Greece’s center-right New Democracy party leader Kyriakos Mitsotakis will take over as prime minister on Monday.

Greek Opposition Leader Mitsotakis Seals Sweeping Victory
Kyriakos Mitsotakis, leader of the New Democracy party, speaks at the party headquarters after parliamentary elections in Athens, Greece. (Photographer: Konstantinos Tsakalidis/Bloomberg)

(Bloomberg) -- Greece’s center-right New Democracy party leader Kyriakos Mitsotakis will take over Monday as prime minister, after Sunday’s election victory handed the former banker a mandate to tackle the nation’s chronic woes following a decade-long financial crisis.

New Democracy won 39.9% of the vote, with almost the ballots counted, according to the interior ministry, compared with 31.5% for the leftist Syriza party of outgoing premier Alexis Tsipras.

Tsipras conceded defeat at a news conference in Athens. The results broadly confirmed pre-election polls, although Syriza did not do as badly as some predictions. New Democracy will have a clear parliamentary majority as expected, with about 158 lawmakers in the 300-seat chamber.

Greek Opposition Leader Mitsotakis Seals Sweeping Victory

Investors expect the 51-year-old Mitsotakis to prove his business-friendly reputation is deserved. The Harvard-educated former management consultant will need to make good on pledges to address issues including government finances, soured loans and crippling bureaucracy, while working within the tight fiscal constraints creditors have set for the country.

Although he has inherited an economy on the mend and a stock market that’s soaring, they are rebounding from shrunken bases. Mitsotakis must ensure that Greece can attract the investment it desperately needs and create jobs as the country digs itself out of the crisis that took a toll on living standards.

“Starting today, we begin a difficult struggle,” he said in a victory speech in Athens. “We’re going to roll up our sleeves.”

Tsipras called the snap vote after Syriza suffered a drubbing in May’s European election. Many voters lost faith in the prime minister when he agreed to the demands of creditors for more spending cuts and tax increases and failed to cope with an influx of refugees.

The economy went back into recession just when it was about to start growing again and has failed to meet growth targets since, while unemployment remains among the highest in Europe, with young people suffering the most.

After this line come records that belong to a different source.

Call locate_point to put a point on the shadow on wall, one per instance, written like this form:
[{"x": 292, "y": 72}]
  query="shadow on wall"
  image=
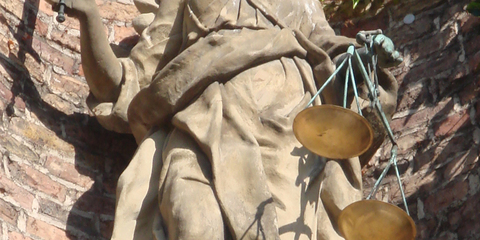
[
  {"x": 439, "y": 116},
  {"x": 99, "y": 154}
]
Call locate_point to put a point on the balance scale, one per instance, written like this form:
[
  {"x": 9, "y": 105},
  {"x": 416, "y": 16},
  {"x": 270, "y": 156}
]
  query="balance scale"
[{"x": 336, "y": 132}]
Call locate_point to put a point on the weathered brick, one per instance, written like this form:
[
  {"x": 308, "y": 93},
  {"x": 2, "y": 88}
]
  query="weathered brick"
[
  {"x": 38, "y": 135},
  {"x": 87, "y": 225},
  {"x": 94, "y": 202},
  {"x": 8, "y": 213},
  {"x": 67, "y": 171},
  {"x": 452, "y": 123},
  {"x": 72, "y": 87},
  {"x": 45, "y": 230},
  {"x": 441, "y": 199},
  {"x": 41, "y": 28},
  {"x": 45, "y": 7},
  {"x": 468, "y": 22},
  {"x": 13, "y": 6},
  {"x": 423, "y": 116},
  {"x": 18, "y": 149},
  {"x": 462, "y": 164},
  {"x": 37, "y": 180},
  {"x": 52, "y": 209},
  {"x": 17, "y": 236},
  {"x": 52, "y": 55},
  {"x": 404, "y": 34},
  {"x": 17, "y": 193},
  {"x": 66, "y": 39},
  {"x": 5, "y": 92}
]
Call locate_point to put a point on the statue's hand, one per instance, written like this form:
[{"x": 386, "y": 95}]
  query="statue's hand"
[
  {"x": 387, "y": 56},
  {"x": 76, "y": 8}
]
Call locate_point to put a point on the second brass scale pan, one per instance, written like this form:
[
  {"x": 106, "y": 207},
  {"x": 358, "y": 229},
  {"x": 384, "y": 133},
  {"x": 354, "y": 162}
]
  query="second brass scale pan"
[{"x": 333, "y": 132}]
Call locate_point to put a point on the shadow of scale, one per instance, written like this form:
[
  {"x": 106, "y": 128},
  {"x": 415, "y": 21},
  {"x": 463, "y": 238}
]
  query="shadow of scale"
[{"x": 336, "y": 132}]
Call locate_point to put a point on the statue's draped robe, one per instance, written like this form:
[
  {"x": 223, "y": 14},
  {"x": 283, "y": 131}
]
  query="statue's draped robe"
[{"x": 210, "y": 93}]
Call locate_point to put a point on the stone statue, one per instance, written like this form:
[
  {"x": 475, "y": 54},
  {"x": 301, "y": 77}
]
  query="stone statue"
[{"x": 210, "y": 92}]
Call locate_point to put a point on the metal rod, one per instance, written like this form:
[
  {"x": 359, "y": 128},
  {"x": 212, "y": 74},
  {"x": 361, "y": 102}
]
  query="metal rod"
[
  {"x": 345, "y": 91},
  {"x": 399, "y": 180},
  {"x": 327, "y": 82},
  {"x": 354, "y": 85},
  {"x": 61, "y": 11},
  {"x": 393, "y": 156}
]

Movement for Change, which groups former Pasok socialist party lawmakers, won 8.1%, the results showed. The Communist Party of Greece took 5.3%, far-right party Greek Solution 3.7% and former finance minister Yanis Varoufakis’s MeRA25, the Greek wing of his pan-European movement DiEM25, 3.4%. Golden Dawn, another far-right party, won 2.9%, just missing the 3% threshold to enter parliament.